Les HBPM et l’HNF traversent toutes deux le placenta et sont donc sans danger pour le fœtus. L’HBPM comporte un risque plus faible d’ostéoporose et de thrombocytopénie induite par l’héparine (TIH) et est préférée pour les femmes enceintes. Docteur Connors, êtes-vous d’accord avec cette recommandation ?
Dr. Connors : De manière générale, oui. Dans l’ensemble, tout le monde est d’accord pour dire que les anticoagulants oraux directs (DOAC) ne doivent pas être utilisés pendant la grossesse. Ce sont de très petites molécules qui traversent probablement le placenta.

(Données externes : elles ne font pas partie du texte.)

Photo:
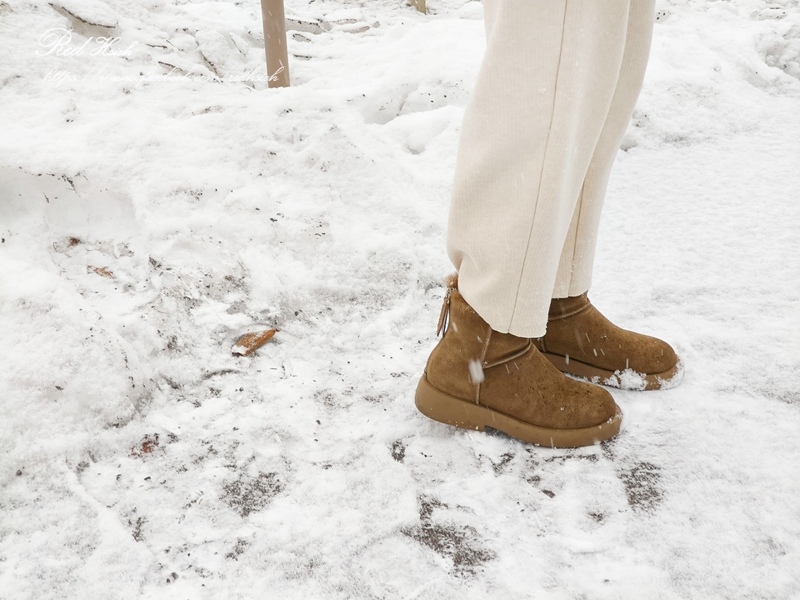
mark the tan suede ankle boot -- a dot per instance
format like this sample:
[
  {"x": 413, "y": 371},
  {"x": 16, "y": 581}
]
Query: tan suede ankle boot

Dr Murphy : De plus, il n’y a pas de données de sécurité ou d’efficacité disponibles pour les femmes enceintes car elles ont été exclues de tous les essais sur les DOAC.
Dr. Connors : Parmi les options restantes (warfarine ou HBPM), je suis d’accord pour dire que l’HBPM est préférable. Contrairement à l’HBPM et à l’UHF, la warfarine traverse le placenta ; lorsque la mère reçoit une anticoagulation, le bébé aussi. Cela peut être une préoccupation selon le stade de la grossesse. La warfarine étant un agent tératogène, si la mère en prend pendant l’embryogenèse, il y a un risque d’anomalies fœtales. De plus, l’utilisation de la warfarine est associée à un risque accru de fausse couche spontanée, d’anomalies craniofaciales, de saignements fœtaux et d’autres résultats indésirables.
Dr Murphy : Les femmes qui ont besoin de warfarine en raison de la présence d’une valve cardiaque mécanique constituent une population au défi unique. Je passe beaucoup de temps avec ces femmes, offrant des conseils approfondis pour comprendre leurs valeurs et préférences personnelles et ayant des discussions approfondies sur les risques pour la mère et le bébé.
Nous savons que, dans le contexte des valves mécaniques, la warfarine poursuivie tout au long de la grossesse offre la meilleure protection thromboembolique à la mère, mais avec un risque plus élevé de perte fœtale et de complications3. J’oserais dire que la plupart des femmes donnent la préférence à ce qui est le plus sûr pour le bébé.
Les lignes directrices des experts décrivent plusieurs options, comme le passage à une dose ajustée d’HBPM deux fois par jour une fois la grossesse obtenue, l’ajustement de la dose d’HNF deux fois par jour, ou l’utilisation d’une de ces alternatives puis le passage à la warfarine après le premier trimestre.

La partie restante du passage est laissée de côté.